Yağmalanmış düşlerim uykumu bölen rüzgâr:
Hazanın çatısında seken kuş misali
Uçtuğum kadar uçmayan matemim
Ben bir çukurum içimde boğulduğum
Çukurdur gamzeleri şiirin
Bense kara delikte boğulduğum
Hicretin hicvinde sekerim kör topal
Bodoslama sevdiğim nasıl da aşikâr
Aşina olduğumsa illa ki hazan ve
hüzün
Yağdı yağacak mealim sözcüklerden
Firar eden bir bültenim
Sürmanşettir bitimsiz sevdam.
Gün b/ölündü: kıyıma uğradı yürek.
Kıyam öncesi dövündü felek bense devindiğim kadar eksenimde devrik aşklardan
çıkıp da yola çıktığım tahta oturmadım kimseyi ne de olsa kaderdi bahtıma set çeken
o fevri rüzgâr.
Kiremitler kırıldı ağırlığından bu
sevdanın ve ateşe bir odun daha attım ve çöreklendi imgeler bense çat kapı
şiirlere açtı kapımı ardına kadar ruhumdaki teyakkuz bitmeden başladı arbede.
Hızına yetişemediğim duygularım var
bazen körelen ruhum.
Kap kaça uğrayan yüreğim var bu
aralar nasıl da vurgun yedi.
Ölüme öykündüm mazimde ve asi
yüreğimle çömdüm aşka hazandı peşimden kovalayan azgındı dalgalar…

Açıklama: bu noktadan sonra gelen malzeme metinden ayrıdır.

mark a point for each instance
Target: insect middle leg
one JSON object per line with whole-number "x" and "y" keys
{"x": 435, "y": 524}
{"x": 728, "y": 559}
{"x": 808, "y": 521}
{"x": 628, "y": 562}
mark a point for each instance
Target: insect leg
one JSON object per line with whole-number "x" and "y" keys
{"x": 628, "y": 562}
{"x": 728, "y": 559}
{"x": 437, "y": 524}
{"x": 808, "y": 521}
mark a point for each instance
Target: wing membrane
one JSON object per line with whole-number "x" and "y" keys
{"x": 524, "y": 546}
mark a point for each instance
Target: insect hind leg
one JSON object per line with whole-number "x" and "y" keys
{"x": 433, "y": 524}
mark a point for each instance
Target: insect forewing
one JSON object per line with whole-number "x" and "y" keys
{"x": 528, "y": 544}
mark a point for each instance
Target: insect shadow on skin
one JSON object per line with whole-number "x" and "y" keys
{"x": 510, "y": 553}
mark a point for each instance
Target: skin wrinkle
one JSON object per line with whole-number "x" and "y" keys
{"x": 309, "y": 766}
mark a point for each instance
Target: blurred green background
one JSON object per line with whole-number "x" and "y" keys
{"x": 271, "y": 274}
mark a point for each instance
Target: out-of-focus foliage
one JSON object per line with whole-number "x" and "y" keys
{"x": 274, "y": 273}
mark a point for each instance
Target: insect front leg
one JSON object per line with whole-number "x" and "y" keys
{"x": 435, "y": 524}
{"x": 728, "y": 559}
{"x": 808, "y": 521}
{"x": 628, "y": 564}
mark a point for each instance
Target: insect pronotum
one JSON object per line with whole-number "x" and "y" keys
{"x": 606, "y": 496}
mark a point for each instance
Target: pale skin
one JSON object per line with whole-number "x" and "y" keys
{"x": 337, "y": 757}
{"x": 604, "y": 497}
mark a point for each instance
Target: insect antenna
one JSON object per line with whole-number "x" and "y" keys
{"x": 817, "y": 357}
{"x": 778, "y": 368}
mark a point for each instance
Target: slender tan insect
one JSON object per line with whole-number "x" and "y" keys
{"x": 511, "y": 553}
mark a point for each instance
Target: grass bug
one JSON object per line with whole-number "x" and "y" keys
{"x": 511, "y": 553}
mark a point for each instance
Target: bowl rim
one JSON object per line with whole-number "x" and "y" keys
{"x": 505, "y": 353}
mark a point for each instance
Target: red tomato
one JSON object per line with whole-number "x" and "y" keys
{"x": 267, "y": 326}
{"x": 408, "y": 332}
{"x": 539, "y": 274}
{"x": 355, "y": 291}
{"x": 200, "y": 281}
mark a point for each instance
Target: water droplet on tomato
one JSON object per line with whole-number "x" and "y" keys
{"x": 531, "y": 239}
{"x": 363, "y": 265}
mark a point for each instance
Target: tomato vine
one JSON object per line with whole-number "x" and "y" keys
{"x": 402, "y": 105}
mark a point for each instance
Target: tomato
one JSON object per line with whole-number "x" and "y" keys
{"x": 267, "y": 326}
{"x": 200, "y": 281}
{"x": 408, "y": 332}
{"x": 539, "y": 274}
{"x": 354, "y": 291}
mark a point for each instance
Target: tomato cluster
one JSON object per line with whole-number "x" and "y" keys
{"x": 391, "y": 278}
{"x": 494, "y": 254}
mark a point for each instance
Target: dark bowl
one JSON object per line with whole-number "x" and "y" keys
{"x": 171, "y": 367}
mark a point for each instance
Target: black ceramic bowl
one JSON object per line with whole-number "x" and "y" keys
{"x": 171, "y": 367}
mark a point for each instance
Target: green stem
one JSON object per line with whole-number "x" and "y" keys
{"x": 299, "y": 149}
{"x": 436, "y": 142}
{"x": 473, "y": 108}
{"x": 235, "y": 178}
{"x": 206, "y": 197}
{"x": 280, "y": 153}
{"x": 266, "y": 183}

Bense haizi olduğum o tek zerremle
yeltendim büyümeye lakin içimde çöreklenmiş o ahmak ve de zeki çocuk asla izin
vermedi büyümeme.
Adı aşktı kiminin.
Adı yanılgı ve yenilgi üstüme
örttüğüm örtünün desturu ve mahremimle yaşadım mabedimde matemin el verdiği ve rüzgâra
yenik düştüm bir de kendime itibar ettiğim cihanın sonunda çıkmışken çivisi.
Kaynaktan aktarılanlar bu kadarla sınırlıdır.